A czy jednym z ciekawych pytań nie wydaje się Panu to o dzisiejszą postawę ludzi wywodzących się z jednego, solidarnościowego pnia i będących chrześcijanami. Czy nie uważa Pan, że jest coś nie w porządku, gdy uczestnicząc w tej samej Mszy czołowi politycy nie są w stanie podać sobie ręki i przekazać znak pokoju, po czym za chwilę przystępują do komunii?

To bolesna ilustracja poziomu niechęci, agresji, czasami nienawiści. Osobiście problemu z podaniem komukolwiek ręki nigdy nie miałem i nie mam. Inni miewają. Ale niczego nie wolno udawać. Każdy gest, jeżeli ma być gestem przekazania pokoju, musi być prawdziwy a nie na pokaz. Musi za nim stać głębokie przemyślenie i gotowość do szukania tego, co wspólne a nie tego, co dzieli. Powinien oznaczać zrozumienie rzeczy najważniejszej: że solidarność rozumiana zarówno jako postawa jak i ruch społeczny jest własnością ludzi o bardzo różnych poglądach a nawet światopoglądach, o odmiennych preferencjach politycznych, o różnych drogach życiowych. Jestem pewien, że świadome pojednanie ucieszyłoby Jana Pawła II.

No dobrze, ale czy taki gest jest obecnie możliwy?

Tak, ale pod warunkiem, że nie wynika to z obłudy ale gotowości widzenia w innym człowieku nie przeciwnika, ale także współbrata. Życzmy sobie, aby tak się stało.

Ale gotowi do tego nie jesteśmy?

W tej kwestii mogę się wypowiadać tylko we własnym imieniu. Tak, jestem gotów i nigdy nie miałem z tym problemu.

Czy myśli Pan, że są jakieś szczególnie ważkie obszary papieskiego nauczania, których jako społeczeństwo nie przyswoiliśmy?

Tak, dlatego uważam, że nadszedł czas na pogłębianie wiedzy o tym nauczaniu i na jego głębokie zrozumienie.

A na co, Pana zdaniem, powinien w związku z beatyfikacją szczególnie zwrócić uwagę Kościół w Polsce? Co jest do przemyślenia?


Myślałem o tym przyjmując niedawno w pałacu prezydenckim reprezentację fundacji Dzieło Nowego Tysiąclecia. Fundacja ta daje szansę na naukę i studiowanie dzieciom z niezamożnych i wielodzietnych rodzin. Papież przy jej powoływaniu w Wadowicach powiedział: „Takie pomniki mi fundujcie”. W tym zakresie z praktyką realizacji pięknego marzenia Jana Pawła II jest różnie. O wiele łatwiej buduje się zwykły pomnik ze spiżu, aniżeli dzieło służące innym ludziom. Uważam, że to jest do przemyślenia przez wszystkich, którzy czują się cząstka Kościoła w Polsce.
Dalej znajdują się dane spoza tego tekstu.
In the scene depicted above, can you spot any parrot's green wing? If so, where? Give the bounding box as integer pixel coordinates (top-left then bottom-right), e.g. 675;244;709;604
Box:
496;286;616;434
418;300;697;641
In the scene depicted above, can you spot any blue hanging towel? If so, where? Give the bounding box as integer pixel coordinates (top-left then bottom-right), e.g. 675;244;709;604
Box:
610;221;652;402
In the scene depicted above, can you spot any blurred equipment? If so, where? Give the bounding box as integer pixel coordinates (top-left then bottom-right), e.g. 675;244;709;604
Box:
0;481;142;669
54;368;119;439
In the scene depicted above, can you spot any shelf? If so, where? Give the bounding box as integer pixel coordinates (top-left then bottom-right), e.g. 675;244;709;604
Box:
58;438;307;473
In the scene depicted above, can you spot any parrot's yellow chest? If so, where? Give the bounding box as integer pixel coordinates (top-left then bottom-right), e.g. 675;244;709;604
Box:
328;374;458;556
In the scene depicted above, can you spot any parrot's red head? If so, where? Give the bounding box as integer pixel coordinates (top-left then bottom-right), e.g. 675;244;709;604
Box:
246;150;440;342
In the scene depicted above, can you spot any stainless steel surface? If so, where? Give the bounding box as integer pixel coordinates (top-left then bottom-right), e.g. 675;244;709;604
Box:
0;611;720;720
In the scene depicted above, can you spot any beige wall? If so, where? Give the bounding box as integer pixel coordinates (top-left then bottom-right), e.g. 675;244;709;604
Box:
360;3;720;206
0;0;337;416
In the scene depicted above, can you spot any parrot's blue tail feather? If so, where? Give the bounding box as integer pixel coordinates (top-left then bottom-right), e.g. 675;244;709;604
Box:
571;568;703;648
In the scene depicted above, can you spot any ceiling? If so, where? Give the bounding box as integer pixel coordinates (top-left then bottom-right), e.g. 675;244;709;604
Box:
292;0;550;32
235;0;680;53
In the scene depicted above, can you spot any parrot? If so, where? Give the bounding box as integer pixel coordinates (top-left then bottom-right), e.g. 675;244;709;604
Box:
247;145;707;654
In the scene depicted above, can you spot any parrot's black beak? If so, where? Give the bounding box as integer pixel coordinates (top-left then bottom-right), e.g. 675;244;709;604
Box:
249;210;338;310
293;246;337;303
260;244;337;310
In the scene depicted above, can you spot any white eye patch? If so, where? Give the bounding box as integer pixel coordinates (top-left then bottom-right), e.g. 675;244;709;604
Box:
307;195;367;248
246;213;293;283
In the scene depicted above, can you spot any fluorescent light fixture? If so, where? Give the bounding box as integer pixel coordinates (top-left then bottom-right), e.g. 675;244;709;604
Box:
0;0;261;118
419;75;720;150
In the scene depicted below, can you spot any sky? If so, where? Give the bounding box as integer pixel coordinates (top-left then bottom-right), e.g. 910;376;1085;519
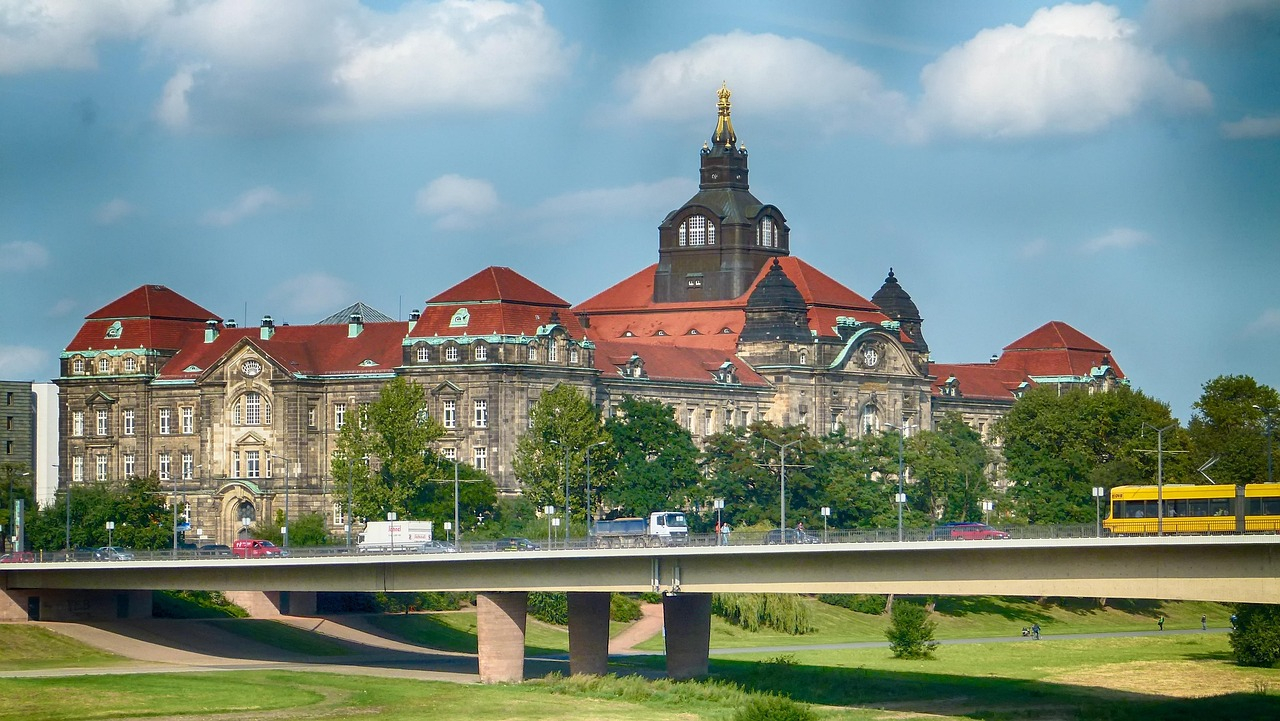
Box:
0;0;1280;421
Czy myśli Pan, że beatyfikacyjna atmosfera wpłynie kojąco na debatę w sprawie upamiętnienia ofiar katastrofy smoleńskiej?

Tu niestety nie jestem optymistą, ale to bardzo indywidualna sprawa. Jestem przekonany, że ogromna większość rodzin ofiar znajduje i znajdzie ukojenie we wspólnych przedsięwzięciach, takich jak październikowa i kwietniowa pielgrzymka do Smoleńska.

Czy coś z nauczania, postawy Jana Pawła II inspiruje Pana jako polityka? Czy coś mu Pan zawdzięcza?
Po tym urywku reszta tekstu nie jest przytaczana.